6 June 2018

La Maison de la vache qui rit, Lons-le-Saunier, Jura (39)

Yes, I know: pure capitalism, so what's it doing here? Why am I in effect advertising a (mainly processed) cheese, particularly since I'm a long-term vegetarian with strong vegan sympathies? A sense of the ridiculous is my only plea: a museum devoted to Laughing Cow cheese? Difficult to ignore visiting, although I certainly don't eat it. Historically, too, this museum is very interesting, showing how the logo developed many mutations. I almost hate to say it, but although we thought we were in for a very kitschy time we really enjoyed this place.

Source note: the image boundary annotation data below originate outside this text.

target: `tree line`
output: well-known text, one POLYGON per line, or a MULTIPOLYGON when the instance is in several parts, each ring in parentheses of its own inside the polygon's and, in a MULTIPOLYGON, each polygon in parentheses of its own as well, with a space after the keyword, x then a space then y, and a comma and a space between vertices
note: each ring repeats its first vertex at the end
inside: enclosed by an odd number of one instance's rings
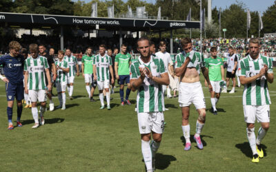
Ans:
MULTIPOLYGON (((107 8, 114 5, 115 14, 126 13, 128 6, 132 11, 136 7, 145 6, 149 16, 157 16, 158 8, 161 8, 162 17, 167 17, 170 20, 186 20, 190 8, 191 8, 192 21, 199 21, 199 6, 195 0, 156 0, 154 3, 148 3, 141 0, 128 0, 126 2, 122 0, 92 0, 85 3, 78 0, 74 2, 70 0, 1 0, 0 1, 0 10, 1 12, 49 14, 59 15, 75 15, 89 17, 91 14, 92 3, 98 3, 98 17, 107 17, 107 8)), ((205 16, 207 17, 207 0, 202 1, 202 9, 205 8, 205 16)), ((228 38, 245 38, 246 36, 246 6, 242 2, 236 1, 227 8, 223 10, 221 14, 221 32, 222 29, 227 29, 226 36, 228 38)), ((249 9, 250 10, 250 9, 249 9)), ((216 38, 219 36, 219 9, 215 7, 212 10, 212 23, 206 25, 205 35, 206 38, 216 38)), ((248 31, 248 36, 258 36, 259 16, 258 12, 250 11, 251 24, 248 31)), ((276 1, 264 12, 262 16, 264 29, 261 30, 261 36, 264 33, 273 33, 276 32, 276 1)), ((174 31, 175 35, 186 35, 188 36, 188 30, 174 31)), ((205 36, 204 34, 204 36, 205 36)), ((198 30, 193 30, 193 37, 198 37, 198 30)))

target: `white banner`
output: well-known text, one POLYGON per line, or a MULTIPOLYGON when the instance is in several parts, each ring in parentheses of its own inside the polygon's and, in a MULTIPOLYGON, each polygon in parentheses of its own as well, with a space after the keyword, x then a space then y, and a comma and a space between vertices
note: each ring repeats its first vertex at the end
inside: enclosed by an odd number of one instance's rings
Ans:
POLYGON ((91 11, 91 17, 98 17, 98 3, 92 3, 92 11, 91 11))

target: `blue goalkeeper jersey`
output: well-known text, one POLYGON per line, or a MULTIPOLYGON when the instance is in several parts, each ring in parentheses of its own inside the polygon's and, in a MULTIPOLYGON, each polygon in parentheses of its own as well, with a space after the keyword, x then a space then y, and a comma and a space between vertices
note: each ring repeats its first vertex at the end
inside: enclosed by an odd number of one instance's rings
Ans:
POLYGON ((23 83, 23 68, 24 57, 18 55, 16 57, 7 54, 0 57, 0 65, 3 65, 5 76, 12 84, 18 85, 23 83))

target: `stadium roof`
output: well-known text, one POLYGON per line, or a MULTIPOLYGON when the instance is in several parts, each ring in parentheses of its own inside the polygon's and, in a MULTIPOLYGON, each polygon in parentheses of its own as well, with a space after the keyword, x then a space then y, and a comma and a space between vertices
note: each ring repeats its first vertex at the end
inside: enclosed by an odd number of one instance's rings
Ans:
POLYGON ((61 25, 77 26, 80 29, 99 29, 128 31, 165 31, 180 28, 199 28, 199 21, 152 20, 145 19, 119 19, 88 17, 50 14, 0 12, 1 26, 23 28, 59 28, 61 25))

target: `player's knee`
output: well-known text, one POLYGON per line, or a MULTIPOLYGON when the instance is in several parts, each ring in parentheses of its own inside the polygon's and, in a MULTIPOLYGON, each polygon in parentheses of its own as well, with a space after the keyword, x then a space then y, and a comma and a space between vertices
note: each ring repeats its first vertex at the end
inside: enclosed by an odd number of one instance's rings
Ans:
POLYGON ((264 130, 268 131, 268 129, 269 129, 269 123, 266 124, 266 125, 262 125, 262 127, 264 130))
POLYGON ((206 116, 206 111, 205 111, 205 109, 199 109, 199 120, 201 121, 205 121, 205 118, 206 116))

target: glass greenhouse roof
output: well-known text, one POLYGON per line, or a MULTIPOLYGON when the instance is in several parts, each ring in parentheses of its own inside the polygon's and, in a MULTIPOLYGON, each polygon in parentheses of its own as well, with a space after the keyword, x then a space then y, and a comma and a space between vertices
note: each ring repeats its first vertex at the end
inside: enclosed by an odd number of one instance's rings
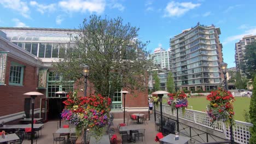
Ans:
POLYGON ((80 31, 72 29, 0 27, 10 41, 68 41, 80 31))

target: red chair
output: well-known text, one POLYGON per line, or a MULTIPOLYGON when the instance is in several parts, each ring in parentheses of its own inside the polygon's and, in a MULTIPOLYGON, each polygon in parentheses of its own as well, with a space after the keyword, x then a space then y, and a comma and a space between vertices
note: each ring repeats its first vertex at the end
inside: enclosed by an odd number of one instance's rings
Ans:
POLYGON ((159 141, 159 140, 164 137, 162 133, 158 133, 155 136, 155 141, 156 142, 159 141))
POLYGON ((67 124, 63 125, 63 128, 69 128, 69 125, 67 125, 67 124))

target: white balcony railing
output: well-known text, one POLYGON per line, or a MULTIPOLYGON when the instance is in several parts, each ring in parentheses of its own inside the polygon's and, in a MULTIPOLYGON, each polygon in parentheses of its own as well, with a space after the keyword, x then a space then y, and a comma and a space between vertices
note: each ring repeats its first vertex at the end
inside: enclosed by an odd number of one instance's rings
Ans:
MULTIPOLYGON (((158 109, 160 111, 160 106, 158 109)), ((162 105, 162 112, 174 117, 177 116, 176 110, 172 112, 171 106, 162 105)), ((226 125, 222 122, 215 122, 211 124, 211 118, 206 112, 186 109, 185 113, 182 113, 182 110, 179 109, 179 118, 194 123, 201 126, 223 132, 226 139, 230 139, 229 126, 226 125)), ((233 127, 233 135, 235 142, 238 143, 249 143, 251 137, 249 129, 253 126, 253 124, 244 122, 235 121, 235 125, 233 127)))

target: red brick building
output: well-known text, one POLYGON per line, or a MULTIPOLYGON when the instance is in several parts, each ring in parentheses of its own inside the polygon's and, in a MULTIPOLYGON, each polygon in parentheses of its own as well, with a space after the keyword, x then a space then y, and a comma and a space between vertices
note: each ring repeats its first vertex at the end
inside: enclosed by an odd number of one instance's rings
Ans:
MULTIPOLYGON (((59 118, 61 100, 61 100, 55 92, 69 92, 76 88, 74 81, 60 84, 61 76, 53 72, 53 63, 59 61, 60 50, 67 50, 70 40, 67 34, 75 36, 78 32, 0 27, 0 123, 13 121, 25 116, 26 106, 30 104, 29 99, 26 98, 30 97, 23 94, 31 91, 44 94, 36 98, 35 113, 38 117, 45 121, 59 118)), ((147 91, 137 92, 136 95, 137 97, 126 94, 126 111, 147 111, 147 91)), ((113 97, 112 112, 115 118, 122 118, 124 98, 120 93, 115 93, 113 97)), ((27 112, 27 117, 29 113, 27 112)))

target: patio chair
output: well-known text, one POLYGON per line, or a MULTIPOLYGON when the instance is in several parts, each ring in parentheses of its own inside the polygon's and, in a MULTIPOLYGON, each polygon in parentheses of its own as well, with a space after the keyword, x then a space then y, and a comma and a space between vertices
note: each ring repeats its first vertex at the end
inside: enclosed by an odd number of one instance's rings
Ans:
MULTIPOLYGON (((119 123, 119 124, 118 124, 118 129, 120 129, 120 127, 125 127, 126 125, 125 124, 125 123, 119 123)), ((126 137, 127 137, 127 136, 128 135, 128 133, 127 133, 126 131, 119 131, 119 134, 122 135, 122 137, 124 135, 126 135, 126 137)))
MULTIPOLYGON (((166 118, 163 117, 162 118, 162 123, 165 124, 166 121, 166 118)), ((159 117, 158 118, 156 121, 155 123, 155 129, 156 130, 158 130, 159 132, 162 132, 162 131, 161 131, 161 129, 160 128, 160 126, 161 126, 161 118, 159 117)))
POLYGON ((64 141, 64 143, 66 143, 66 140, 65 140, 65 137, 61 137, 60 135, 60 134, 59 133, 53 133, 53 135, 54 136, 54 141, 53 143, 54 143, 54 142, 55 142, 55 143, 57 143, 57 142, 59 141, 60 142, 61 141, 64 141))
POLYGON ((136 142, 136 137, 138 137, 138 140, 139 139, 140 137, 142 137, 141 140, 142 141, 143 141, 143 136, 144 136, 144 139, 145 139, 145 129, 139 129, 138 133, 134 134, 134 136, 135 136, 134 139, 135 140, 135 142, 136 142))
POLYGON ((136 118, 134 118, 133 117, 132 117, 131 113, 129 113, 129 115, 130 115, 130 123, 134 123, 137 122, 137 120, 136 118))
POLYGON ((19 140, 17 140, 15 141, 11 141, 10 142, 10 144, 22 144, 23 140, 24 140, 24 134, 22 132, 18 132, 15 133, 19 138, 19 140))
POLYGON ((148 113, 146 113, 143 117, 140 117, 139 118, 139 119, 141 121, 141 122, 144 124, 145 124, 146 123, 147 123, 147 124, 148 124, 148 122, 147 122, 147 118, 148 117, 148 113))
POLYGON ((165 125, 163 126, 163 134, 168 135, 170 133, 175 134, 175 127, 176 123, 174 121, 168 119, 166 121, 165 125))

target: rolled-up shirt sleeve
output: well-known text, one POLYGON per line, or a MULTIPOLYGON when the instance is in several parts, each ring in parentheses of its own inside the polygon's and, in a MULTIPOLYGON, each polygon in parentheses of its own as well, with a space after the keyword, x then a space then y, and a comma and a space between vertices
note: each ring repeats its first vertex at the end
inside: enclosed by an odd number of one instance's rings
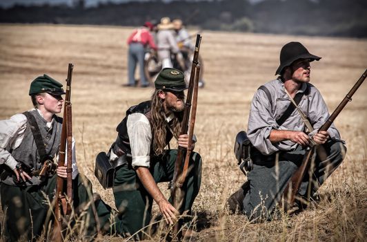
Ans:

Benjamin Rabier (1864–1939) was an illustrator and author born in La Roche-sur-Yon and who died in Faverolles. His design of La Vache qui rit brought him fame. In his memoirs, Rabier says that he spent sleepless nights trying to make a cow laugh, and even hired a cow and calf from his milkman to greatly aid his task. He illustrated La Fontaine's Fables and Le Roman de Renart. From 1915 he successfully drew advertising material for many different companies. But in the end it was his duck Gédéon, enjoyed by many children, which brought him the most success.

We visited La Vache qui rit on the first day of its re-opening, which was 2 June 2018. At the moment at least, towards the end of the visit there is an extensive display of African art products, using recycled metal objects. Yes, at the top of this exhibit is a circular disc representing a laughing cow!